For RN self-efficacy related to EBP, DEU RN's had higher self-efficacy scores related to ensuring and supporting evidence-based practice than non-DEU RN’s with a mean difference of 3.98 (p<. 05). For student general self-efficacy and perception of nursing care on the unit, no statistically significant differences were found between DEU and non-DEU student groups. When evaluating the student’s UNH clinical instructor, a mean difference of 5.59 (p< .05) was found between DEU and non-DEU student groups. DEU students were found to have a more positive perception of their clinical learning environment with a mean difference of 12.45 (p< .05) and a more positive perception of leadership style with a mean difference of 4.18 (p< .05) when compared to non-DEU students. The qualitative data revealed that patient’s viewed students as a “breathe of fresh air” and bringing “unintended benefits.” Overall, the findings from this implementation project supports the continuation of the DEU and begins to describe the difference between DEU and non-DEU on key variables considered to be important to promote safe and effective nursing practice.

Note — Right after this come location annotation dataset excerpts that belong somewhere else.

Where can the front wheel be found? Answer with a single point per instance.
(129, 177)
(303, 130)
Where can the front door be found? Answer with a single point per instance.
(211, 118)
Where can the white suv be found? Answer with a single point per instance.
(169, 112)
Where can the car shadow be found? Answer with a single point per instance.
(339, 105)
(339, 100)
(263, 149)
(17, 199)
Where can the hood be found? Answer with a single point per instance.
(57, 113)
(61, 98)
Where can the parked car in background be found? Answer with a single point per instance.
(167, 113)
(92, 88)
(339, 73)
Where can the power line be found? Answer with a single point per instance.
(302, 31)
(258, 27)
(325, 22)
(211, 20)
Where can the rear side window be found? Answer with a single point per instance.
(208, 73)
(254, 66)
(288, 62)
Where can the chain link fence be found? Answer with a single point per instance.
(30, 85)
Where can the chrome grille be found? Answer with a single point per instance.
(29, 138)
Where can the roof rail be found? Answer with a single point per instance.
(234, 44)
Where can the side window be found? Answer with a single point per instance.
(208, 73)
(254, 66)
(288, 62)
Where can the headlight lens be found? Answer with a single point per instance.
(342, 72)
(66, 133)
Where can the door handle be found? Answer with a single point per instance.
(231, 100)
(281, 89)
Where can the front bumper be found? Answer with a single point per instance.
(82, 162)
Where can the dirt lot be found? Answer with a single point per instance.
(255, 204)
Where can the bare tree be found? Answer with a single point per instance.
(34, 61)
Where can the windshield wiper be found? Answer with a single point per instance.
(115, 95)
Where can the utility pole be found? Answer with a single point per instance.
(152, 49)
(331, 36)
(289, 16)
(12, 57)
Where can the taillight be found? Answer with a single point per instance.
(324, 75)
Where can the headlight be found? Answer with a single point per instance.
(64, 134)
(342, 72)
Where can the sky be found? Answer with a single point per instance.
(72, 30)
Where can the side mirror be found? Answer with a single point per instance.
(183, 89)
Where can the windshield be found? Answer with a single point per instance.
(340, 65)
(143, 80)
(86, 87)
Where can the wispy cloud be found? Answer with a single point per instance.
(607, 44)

Dissertation Defense for Cheryl Gagne

Program: Nursing: DNP

Department Contact Email: janed@unh.edu

Defense Title: Mitigating the Risk of Unplanned Transfers to Intensive Care

Defense Date and Time: 04/22/15 9:00 am

Defense Location: MORR 204

Defense Advisor: Susan Fetzer PhD, RN, MBA, CNL

Defense Abstract: Early warning score tools are used in many countries and healthcare settings to collate clinical assessment parameters and translate them into a language that can be used to predict the clinical deterioration of patients. These tools are used in spite of many conflicting studies regarding their validity, reliability and effectiveness. In this quality improvement project an early warning score was embedded in the electronic medical record at one community hospital. The purpose was to facilitate an early response by nurses to changes in patients’ assessments through alert messages programmed into the electronic medical record. Phase I of the project involved a pilot unit as an initial test of the early warning score tool. Phase I findings demonstrated an 80% reduction in the number of patients being transferred to the intensive care unit following a rapid response team call. It also demonstrated the same 80% reduction in the number of patients being admitted to the intensive care unit in a state of serious clinical deterioration. In Phase II, the project was extended to all medical surgical units with the addition of two alternative methods for communicating alerts to nurses. In Phase II nurse response times to EWS alerts improved over 80% (p = 0.0001), while the number of unplanned transfers of patients to the intensive care unit without and with signs of serious clinical deterioration increased from 1.96 to 3.33 per 1,000 patient days and from 1.14 to 1.67 per 1,000 patient days, respectively. Phased implementation of an early warning score tool led to fewer unplanned ICU transfers (Phase I) and improved response time to early warning score alerts (Phase II).